Cette fierté, Jill Boon l’avait déjà ressentie en inversant les rôles il y a près de vingt-cinq ans. "En 1978, je n’étais pas née, mais je suis née avec un stick. A Uccle Sport ou au Léo, j’accompagnais toujours ma maman aux entraînements du dimanche matin. A 2 ans, je suivais déjà les matchs. J’ai baigné dans l’ambiance des vestiaires. J’ai été le témoin de sa carrière."
D’ailleurs, quand elle avait 13 ans, elle a joué dans la même équipe que sa maman au White Star. "Le hockey a renforcé les liens de toute la famille. Ma maman, ma grand-mère, mon oncle, mon frère et j’en passe, toute la famille vit pour le hockey."
Elle se sent comprise et soutenue. Ainsi, quand elle a fait le pas vers une vie full hockey, ses parents l’ont accepté alors que les risques étaient élevés. Jill et Tom Boon ont réussi leur pari. La Red Panther, qui évoluera la saison prochaine au Racing, a porté les couleurs de l’équipe nationale qui est passée du Moyen-Age, il y a dix ans, à l’époque contemporaine. "Je peux dire que j’ai connu l’équipe d’avant, qui était déjà contente de participer aux tournois. Aujourd’hui, nous visons toujours plus haut. Je suis heureuse de voir le bonheur qui anime cette équipe. Nous formons une équipe fantastique."

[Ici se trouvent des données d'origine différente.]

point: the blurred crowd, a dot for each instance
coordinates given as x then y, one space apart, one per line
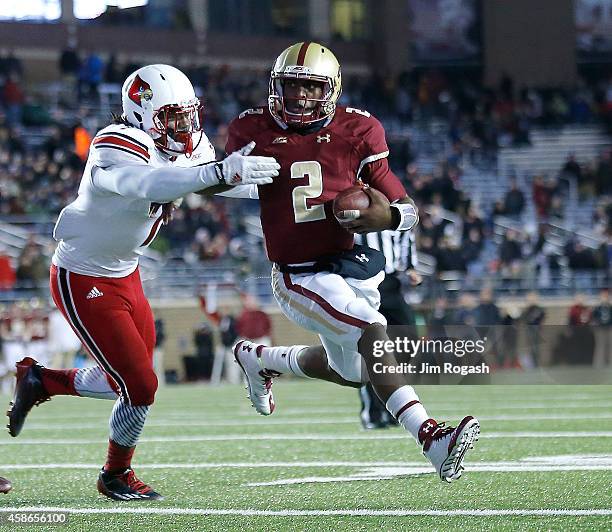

"J’ai pleuré pour Tom à Rio"
Pour en arriver là, Jill Boon a connu quelques tournois catastrophiques, dont une Coupe du monde et une demi-finale de World League. Tout ne s’est pas construit en un jour. "Nous avons d’abord mis le temps à nous bâtir une condition physique qui est la base de tout. Mentalement, nous avons grandi à force de jouer de grandes compétitions. Niels Thijssen a réussi à faire passer l’humain avant la joueuse. Il a récupéré un groupe blessé il y a deux ans. Il a redonné confiance à chacune en lui donnant de l’importance. Il n’a jamais caché qu’on allait s’entraîner plus durement encore. Il ne vit pas dans le monde des Bisounours. Ensuite, il s’est attaqué à la défense avant de travailler le jeu offensif."
L’équipe n’est pas encore arrivée au niveau des Reds Lions, mais elle y travaille sans relâche. "Nous ne sommes que 13e mondiales et conscientes que nous ne battrons pas tout le monde. Nous apprenons à poser notre jeu pour attendre un objectif à long terme : le Top 10 mondial."
Pour atteindre le Top 8 de la Coupe du monde, elle comptera sur un renfort familial de poids, Tom Boon. "Il est revenu de vacances et viendra à Londres pour voir notre match de lundi soir contre l’Espagne." La présence de son frère n’est pas anodine. "Nous nous appelons très souvent. Il me donne toujours son avis sans chercher à me ménager. Nous partageons tout : joie, doute, frustration,… Pour moi, les JO de Rio restent un grand souvenir car il a obtenu la médaille. J’ai pleuré ce jour-là. Des larmes de joie pour lui."

"L’Espagne ? De toute façon, ce sera dur"
La Belgique a une belle carte à jouer lundi soir contre l’Espagne. L’autre match du jour opposera, par exemple, l’Argentine (FIH 3) à la Nouvelle-Zélande (FIH 4). "De toute façon, tous les matchs seront compliqués. J’espère que nous en jouerons encore un maximum", dit Jill Boon. L’an passé, la Belgique avait perdu de justesse contre la Roja en demi-finale de World League à la Rasante, mais elle avait pris sa revanche en quart de finale des Championnats d’Europe. Les deux nations se connaissent très bien. "A ce niveau, nous connaissons tout le monde. Notre staff abat un travail considérable pour analyser nos adversaires. Il nous donne tellement d’infos que nous savons toujours ce que nous devons faire. L’Espagne a récupéré Oliva et Gutierrez par rapport à l’an passé. Les Espagnoles sortent d’une poule très difficile avec l’Argentine et l’Allemagne. Elles ont un très bon pc et sont rapides vers l’avant." Malgré son analyse, Jill Boon ne compte pas baisser les bras. "Nous avons nos qualités et nous miserons dessus. Nos matchs ont toujours été serrés."